Europa muss neu gedacht werden
Der ehemalige Ministerpräsident Erwin Teufel hält leidenschaftliches Plädoyer für Europa
- Ein leidenschaftliches Plädoyer für Europa hat der ehemalige Ministerpräsident Erwin Teufel in der „Neresheimer Runde“der CDU gehalten. Gemeint hat er allerdings nicht das Europa, wie es jetzt organisiert ist. Vielmehr müsse es vom Kopf auf die Füße gestellt werden, man müsse also wieder von unten nach oben denken und nicht umgekehrt.
Dabei wurde Teufel durchaus konkret: Wenn die Landkreise für den Wasserschutz zuständig seien, sei es absurd, wenn der Vogelschutz in Europa angesiedelt sei. Teufel sprach in freier Rede, Zahlen, Daten und Fakten sprudelten nur so aus dem 79-Jährigen heraus. In der Fragerunde wandte er sich jedem Debattenredner persönlich zu und hörte aufmerksam und konzentriert zu.
Europa darf den Menschen nicht übergestülpt werden
Der ehemalige Landesvater nahm seine zahlreichen Zuhörer in der Mensa der Härtsfeldhalle mit auf eine Reise in die europäische Geschichte und erinnerte sie daran, dass es auf dem Kontinent seit dem Westfälischen Frieden von 1648 nach dem Dreißigjährigen Krieg 48 Kriege mit Millionen und Abermillionen Toten gegeben habe. Die Geschichte sei daher der Grund, dass die große Mehrheit der Deutschen und sogar fast jeder zweite AfD-Anhänger die europäische Einigung für dringend notwendig hielten.

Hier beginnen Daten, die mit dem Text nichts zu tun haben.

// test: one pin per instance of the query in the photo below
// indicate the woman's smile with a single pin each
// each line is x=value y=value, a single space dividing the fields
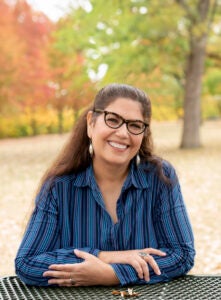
x=119 y=146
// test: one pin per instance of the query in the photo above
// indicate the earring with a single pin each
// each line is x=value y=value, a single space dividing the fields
x=137 y=160
x=91 y=149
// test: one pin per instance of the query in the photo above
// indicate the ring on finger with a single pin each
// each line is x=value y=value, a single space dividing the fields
x=142 y=254
x=72 y=281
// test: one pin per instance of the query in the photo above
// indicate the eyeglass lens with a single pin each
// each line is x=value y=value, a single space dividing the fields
x=115 y=121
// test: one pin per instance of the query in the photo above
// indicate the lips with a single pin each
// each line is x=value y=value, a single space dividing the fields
x=118 y=146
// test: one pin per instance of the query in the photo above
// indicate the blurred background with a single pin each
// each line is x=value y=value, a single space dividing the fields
x=53 y=59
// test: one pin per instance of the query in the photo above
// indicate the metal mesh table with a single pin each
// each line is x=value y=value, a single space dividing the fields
x=184 y=288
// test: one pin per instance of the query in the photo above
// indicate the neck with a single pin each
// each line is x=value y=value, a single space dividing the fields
x=110 y=173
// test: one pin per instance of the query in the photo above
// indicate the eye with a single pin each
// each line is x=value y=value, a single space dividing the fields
x=112 y=120
x=136 y=126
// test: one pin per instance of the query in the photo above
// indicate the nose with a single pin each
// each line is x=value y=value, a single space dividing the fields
x=122 y=130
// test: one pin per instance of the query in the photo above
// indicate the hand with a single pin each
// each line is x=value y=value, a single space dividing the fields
x=90 y=272
x=132 y=257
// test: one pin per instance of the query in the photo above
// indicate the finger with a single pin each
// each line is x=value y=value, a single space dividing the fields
x=56 y=274
x=137 y=266
x=60 y=267
x=83 y=254
x=155 y=251
x=145 y=269
x=61 y=282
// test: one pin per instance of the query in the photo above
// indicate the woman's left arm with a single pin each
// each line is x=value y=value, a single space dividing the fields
x=173 y=234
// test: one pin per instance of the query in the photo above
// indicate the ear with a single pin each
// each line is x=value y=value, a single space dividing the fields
x=89 y=123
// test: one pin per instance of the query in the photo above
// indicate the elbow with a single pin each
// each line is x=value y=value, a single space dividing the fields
x=187 y=261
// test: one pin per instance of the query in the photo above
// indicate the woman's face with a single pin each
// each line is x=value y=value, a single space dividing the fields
x=115 y=146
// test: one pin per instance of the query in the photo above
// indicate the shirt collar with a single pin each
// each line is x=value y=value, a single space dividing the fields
x=137 y=177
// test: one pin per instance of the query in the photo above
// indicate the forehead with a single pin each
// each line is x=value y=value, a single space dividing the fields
x=127 y=108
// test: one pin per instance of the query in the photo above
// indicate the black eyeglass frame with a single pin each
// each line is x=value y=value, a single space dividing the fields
x=123 y=121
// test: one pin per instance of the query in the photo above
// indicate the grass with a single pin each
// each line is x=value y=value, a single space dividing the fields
x=24 y=160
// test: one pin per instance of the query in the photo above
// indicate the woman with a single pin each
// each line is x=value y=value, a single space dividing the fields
x=108 y=211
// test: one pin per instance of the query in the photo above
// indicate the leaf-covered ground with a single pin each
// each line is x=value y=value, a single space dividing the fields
x=23 y=162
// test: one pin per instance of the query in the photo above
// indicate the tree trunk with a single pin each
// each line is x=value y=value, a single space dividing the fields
x=192 y=95
x=194 y=71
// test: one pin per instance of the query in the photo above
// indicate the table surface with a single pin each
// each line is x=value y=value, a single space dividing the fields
x=184 y=288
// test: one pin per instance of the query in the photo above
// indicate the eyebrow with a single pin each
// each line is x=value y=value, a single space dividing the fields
x=127 y=120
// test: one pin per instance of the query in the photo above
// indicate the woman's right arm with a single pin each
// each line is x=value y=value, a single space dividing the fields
x=40 y=246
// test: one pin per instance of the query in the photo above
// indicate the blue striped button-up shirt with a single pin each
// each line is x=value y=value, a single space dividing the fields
x=71 y=214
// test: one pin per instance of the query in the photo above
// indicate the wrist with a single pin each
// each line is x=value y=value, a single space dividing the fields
x=104 y=256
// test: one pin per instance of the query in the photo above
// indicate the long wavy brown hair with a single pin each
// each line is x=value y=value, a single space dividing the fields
x=75 y=156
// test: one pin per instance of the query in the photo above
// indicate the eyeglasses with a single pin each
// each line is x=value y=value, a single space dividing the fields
x=115 y=121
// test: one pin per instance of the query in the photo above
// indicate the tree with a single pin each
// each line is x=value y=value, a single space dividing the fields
x=199 y=15
x=71 y=85
x=137 y=39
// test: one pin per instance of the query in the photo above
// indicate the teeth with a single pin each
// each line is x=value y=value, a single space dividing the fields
x=116 y=145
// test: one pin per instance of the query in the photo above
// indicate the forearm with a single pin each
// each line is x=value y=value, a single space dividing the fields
x=31 y=267
x=175 y=263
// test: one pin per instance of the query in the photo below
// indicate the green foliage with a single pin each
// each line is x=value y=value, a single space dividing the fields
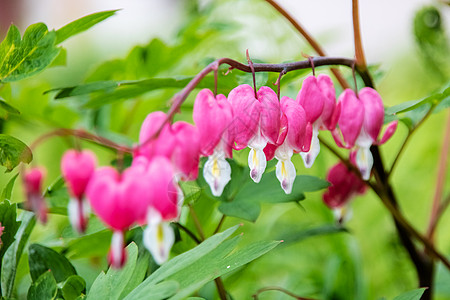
x=43 y=288
x=411 y=295
x=191 y=270
x=242 y=197
x=82 y=24
x=41 y=259
x=14 y=253
x=8 y=108
x=412 y=112
x=7 y=190
x=13 y=151
x=73 y=287
x=21 y=58
x=115 y=283
x=432 y=41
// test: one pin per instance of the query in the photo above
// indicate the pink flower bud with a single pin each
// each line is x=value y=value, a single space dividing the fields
x=33 y=187
x=77 y=168
x=119 y=200
x=344 y=185
x=213 y=117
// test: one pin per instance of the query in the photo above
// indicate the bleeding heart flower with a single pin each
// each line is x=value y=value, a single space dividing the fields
x=317 y=97
x=345 y=184
x=163 y=145
x=256 y=123
x=360 y=123
x=77 y=169
x=213 y=117
x=119 y=200
x=165 y=204
x=292 y=138
x=33 y=179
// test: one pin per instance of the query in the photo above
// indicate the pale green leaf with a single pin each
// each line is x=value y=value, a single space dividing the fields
x=13 y=254
x=23 y=58
x=13 y=151
x=82 y=24
x=42 y=259
x=43 y=288
x=411 y=295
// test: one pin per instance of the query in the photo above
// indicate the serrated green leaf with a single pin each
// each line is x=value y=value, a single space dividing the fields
x=13 y=151
x=411 y=295
x=43 y=288
x=241 y=209
x=23 y=58
x=8 y=108
x=184 y=260
x=72 y=288
x=95 y=244
x=82 y=24
x=211 y=259
x=60 y=60
x=13 y=254
x=8 y=215
x=159 y=291
x=142 y=265
x=112 y=284
x=42 y=259
x=7 y=190
x=293 y=237
x=246 y=203
x=217 y=263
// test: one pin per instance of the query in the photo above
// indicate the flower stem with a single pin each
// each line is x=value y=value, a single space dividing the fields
x=276 y=288
x=311 y=41
x=442 y=165
x=359 y=51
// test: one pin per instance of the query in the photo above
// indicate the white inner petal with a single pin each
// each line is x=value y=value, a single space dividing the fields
x=74 y=213
x=217 y=172
x=310 y=156
x=286 y=174
x=364 y=161
x=158 y=239
x=117 y=245
x=257 y=163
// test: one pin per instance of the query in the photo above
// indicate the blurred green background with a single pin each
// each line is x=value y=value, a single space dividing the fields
x=365 y=262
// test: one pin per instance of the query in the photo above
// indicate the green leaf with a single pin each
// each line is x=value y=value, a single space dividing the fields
x=159 y=291
x=214 y=257
x=411 y=295
x=222 y=260
x=142 y=265
x=13 y=254
x=112 y=284
x=82 y=24
x=57 y=197
x=42 y=259
x=95 y=244
x=241 y=209
x=246 y=203
x=8 y=108
x=9 y=224
x=7 y=190
x=13 y=151
x=23 y=58
x=43 y=288
x=293 y=237
x=183 y=260
x=60 y=60
x=73 y=287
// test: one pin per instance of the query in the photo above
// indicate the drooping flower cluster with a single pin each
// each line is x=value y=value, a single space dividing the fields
x=345 y=184
x=148 y=192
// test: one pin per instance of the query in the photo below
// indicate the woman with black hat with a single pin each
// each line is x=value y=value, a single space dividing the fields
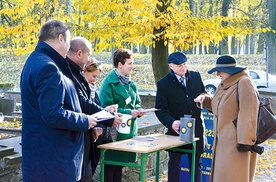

Und die EU sei ja auch eine einzigartige Erfolgsgeschichte. Jetzt wachse schon die dritte Generation heran, die keinen Krieg kenne und die im Vergleich zu früher unglaubliche Chancen habe. Teufel: „Wer bei Verstand ist und die Geschichte kennt, der weiß, dass dies fortgesetzt werden muss!“
Bei den gleichen Menschen gebe es jedoch wie die zweite Seite einer Medaille eine gewisse Grundskepsis gegen Europa und die Europäische Union, fuhr der Redner fort. Sie hätten Sorge vor einem zentralistischen Gebilde und nähmen viele Streitigkeiten und Schwierigkeiten wahr. „Sie sehen nicht, was dieses Europa bringt.“
Diese Grundskepsis ist nach Teufels Überzeugung nur zu beseitigen, wenn Europa den Menschen nicht übergestülpt werde und das Subsidiaritätsprinzip gelte. Dies bedeute, Europa von unten zu denken, dass also die wichtigste Ebene die Gemeinde oder Stadt sei, die zuständig sei und die jeder überschauen könne. Was über die Kraft einer Ebene gehe, sei Sache der nächsten Ebene. Und nur wenn etwas über das Vermögen eines Nationalstaates gehe, dürfe sich Europa darum kümmern.
In Wirklichkeit sei es jedoch so, dass Europa unglaublich viele Kompetenzen an sich gezogen habe. Zu 90 Prozent liegt dies laut Teufel an den Nationalstaaten, die Europa diese Aufgaben regelrecht angedient hätten. Deswegen könnte man nach seiner Überzeugung viele Aufgaben zurückverlagern, zum Teil bis auf die kommunale Ebene.
Verständnis für Grundskepsis der Bürger
Die Grundskepsis der Bürger, so Teufel, speise sich auch daraus, dass sie viele Entscheidungen der Europäischen Zentralbank nicht verstünden, die Staaten Schuldenmachen in großem Umfang ermöglichten. Die Bürger spürten die Risiken und zweifelten, ob sie bewältigt werden könnten. Das Fazit des Politikers: „Die Bürger sehen, was sie an Europa haben, aber sie sehen auch die Risiken. Sie können erwarten, dass die Führung aus Krisen lernt. Aber es geht nicht ohne Europa, wenn wir wettbewerbsfähig bleiben und neue Technologien unterstützen wollen.“
Zu Beginn seines Vortrags hatte Teufel unterstrichen, er habe großen Respekt vor dem, was auf dem kargen Härtsfeld geleistet worden sei und schätze die Menschen dieser Landschaft. Der stellvertretende CDU-Stadtverbandsvorsitzende Holger Fedyna und Bürgermeister Thomas Häfele hatten den Gast in Neresheim begrüßt. Häfele sagte, es sei wichtig, das Thema aufzugreifen, denn Europa sei Garant für Frieden und Freiheit. Auch Neresheim lebe mit seinen drei Partnerstädten den europäischen Gedanken. Im kommenden Jahr feiere man das 25-jährige Bestehen der Partnerschaft mit Bagnacavallo.